Kenneth MacMillan was not of this kind. His ballets came from his guts. Throughout his career, his psyche worried and fretted at his undeniable and considerable talent, goading him into producing dances. His means of coping with his own emotional stresses was sometimes to exorcise them by making ballets, but these were both therapy and not- therapy for him. His talent was too uncompromising to allow him the ultimate self-indulgence of the stage as confessional or analyst's couch. He made ballets because he had to, in order to assuage his daemon, which was the daemon that lies within a true creator in whatever artistic discipline and must speak through the artist's work, and because he was a choreographer associated with a great national company, his ballets governed by its exigencies (he knew these as director and as chief choreographer), whose dancers and whose artistic history made demands which he understood and honoured.

I knew MacMillan. As a critic I knew his work from the first apprentice piece, Somnambulism, in1953, to the final Judas Tree nearly forty years later. Our friendship sprang from my admiration for his ballets, and from the advocacy for the merits of his choreography which he read in The Financial Times, an advocacy initiated by Andrew Porter, when he was both music and dance critic for that paper from the inception of its arts pages, which came just as MacMillan's creative career began, and continued by me when I joined the F.T. There was only one rule, unspoken yet mutually understood: we never discussed MacMillan's ballets before their arrival on stage, and we rarely discussed them afterwards. My reviews in The Financial Times were thus, I made sure, un-corrupted by prior information.
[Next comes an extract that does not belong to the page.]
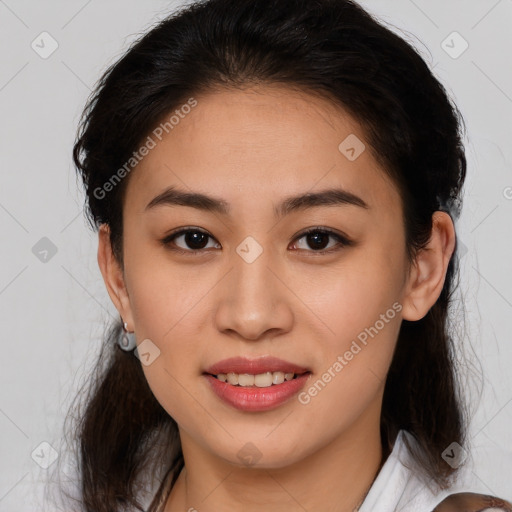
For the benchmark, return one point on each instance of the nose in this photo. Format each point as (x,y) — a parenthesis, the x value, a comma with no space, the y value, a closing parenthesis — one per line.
(254,300)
I admired MacMillan's great gift as a dance-maker, and was fascinated and rewarded by his power to explore the human psyche and to find acute physical imagery to convey his understanding of the emotional subterfuges, those twists and evasions of feeling that fed the theatrical life of his characters.
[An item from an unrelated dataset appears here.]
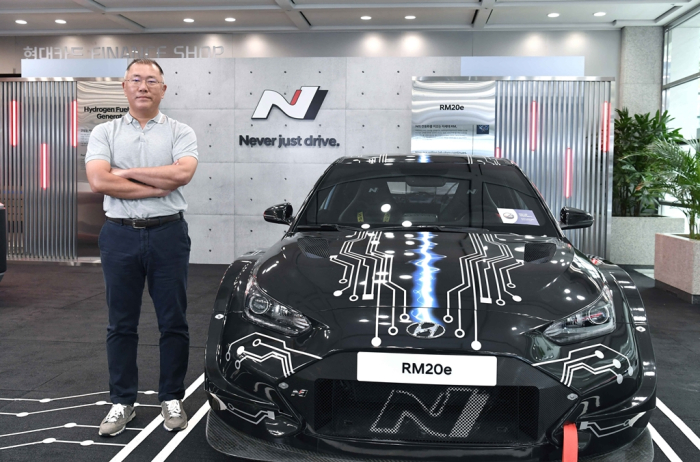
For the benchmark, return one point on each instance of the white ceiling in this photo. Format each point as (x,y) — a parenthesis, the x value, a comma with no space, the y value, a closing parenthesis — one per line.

“At his most piercing, he gave movement a scalding veracity, finding shapes and sequences of dance and pose which were dragged from deep in the subconscious of his characters and of himself”

In many ways he became, as I have noted before, a psycho-analyst to them, letting them voice their terrors, desires, anguish, in movement that pushed academic dance far beyond the then existing limits of the danse d'école. On occasion he drove his characters into corners, forcing them to an ultimate expression of their feeling. In so doing, he guided and goaded ballet towards a vocabulary of rare expressionistic force, but one still underpinned by his own belief in the rule of academic form and discipline. At his most piercing, he gave movement a scalding veracity, finding shapes and sequences of dance and pose which were dragged from deep in the subconscious of his characters and, I am inclined to believe, of himself. Occasionally, he did not at first comprehend why his creatures moved thus. He only knew that this was the way in which they must move and be seen: reason, experience, would later explain initial feeling and reaction, both on his part and on theirs. He once, uncharacteristically but revealingly, said to me: “Sometimes it takes three or four performances of one of my ballets for me to understand why a character moves in a particular way”' This suggests something of the procedures of psycho-analysis where, only after prolonged self-enquiry, may the patient understand the underlying motive for an action or a feeling. The journey into the labyrinths of the mind can be long, tortuous.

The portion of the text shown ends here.